Appendix 0.H Per-component WOD Sim Agent Metric

As shown in Table 13, to provide a more detailed showcase of our model’s performance on the Waymo Sim Agents benchmark, we have listed the breakdown metrics for reference. Our method significantly leads the competition across a majority of these metric components, particularly in linear kinematic metrics, collision-related metrics, and map compliance metrics. It achieves state-of-the-art performance in both the overall realism meta-metric and the minADE (minimum Average Displacement Error) metric, highlighting its effectiveness and efficiency in producing realistic and accurate simulation for the real world driving scenarios.

Agent Policy Meta minADE linear linear ang. ang. dist. collision TTC dist. to offroad
Metric speed accel. speed accel. to obj. road edge
(\uparrow) (\downarrow) (\uparrow) (\uparrow) (\uparrow) (\uparrow) (\uparrow) (\uparrow) (\uparrow) (\uparrow) (\uparrow)

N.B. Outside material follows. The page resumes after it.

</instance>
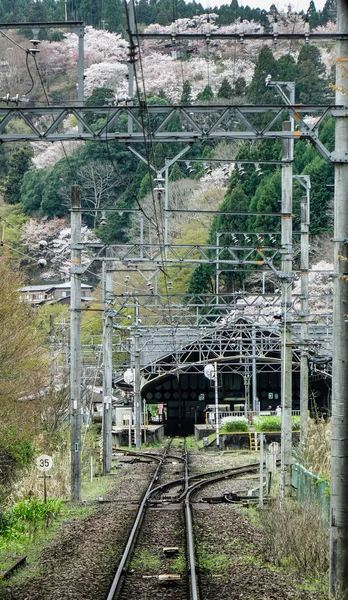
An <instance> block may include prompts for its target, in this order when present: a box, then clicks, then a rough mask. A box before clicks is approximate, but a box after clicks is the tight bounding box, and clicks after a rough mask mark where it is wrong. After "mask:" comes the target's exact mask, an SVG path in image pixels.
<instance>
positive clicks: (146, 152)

Logged Oracle 0.722 0.000 0.561 0.330 0.563 0.489 0.485 1.000 0.881 0.713 1.000
SBTA-ADIA [48] 0.420 3.611 0.317 0.174 0.478 0.463 0.265 0.337 0.770 0.557 0.483
CAD [11] 0.531 2.308 0.349 0.253 0.432 0.310 0.332 0.568 0.789 0.637 0.834
Joint-Multipath++ [77] 0.533 2.049 0.434 0.230 0.515 0.452 0.345 0.567 0.812 0.639 0.682
Wayformer [51] 0.575 2.498 0.331 0.098 0.413 0.406 0.297 0.870 0.782 0.592 0.866
MTR+++ [59] 0.608 1.679 0.414 0.107 0.484 0.436 0.347 0.861 0.797 0.654 0.895
MVTA [78] 0.636 1.866 0.439 0.220 0.533 0.480 0.374 0.875 0.829 0.654 0.893
MVTE [78] 0.645 1.674 0.445 0.222 0.535 0.481 0.383 0.893 0.832 0.664 0.908
Trajeglish [56] 0.644 1.615 0.448 0.192 0.538 0.485 0.386 0.918 0.837 0.658 0.887
GUMP-m 0.643 1.590 0.463 0.256 0.467 0.412 0.391 0.920 0.832 0.672 0.908
Table 13: Per-component metric results on the test split of WOMD, representing likelihoods. Note: \star indicates the use of model ensemble techniques. Our method significantly leads the competition across a majority of metric components and achieves the state-of-the-art on the overall realism meta metric and the minADE metric. The best score is bolded.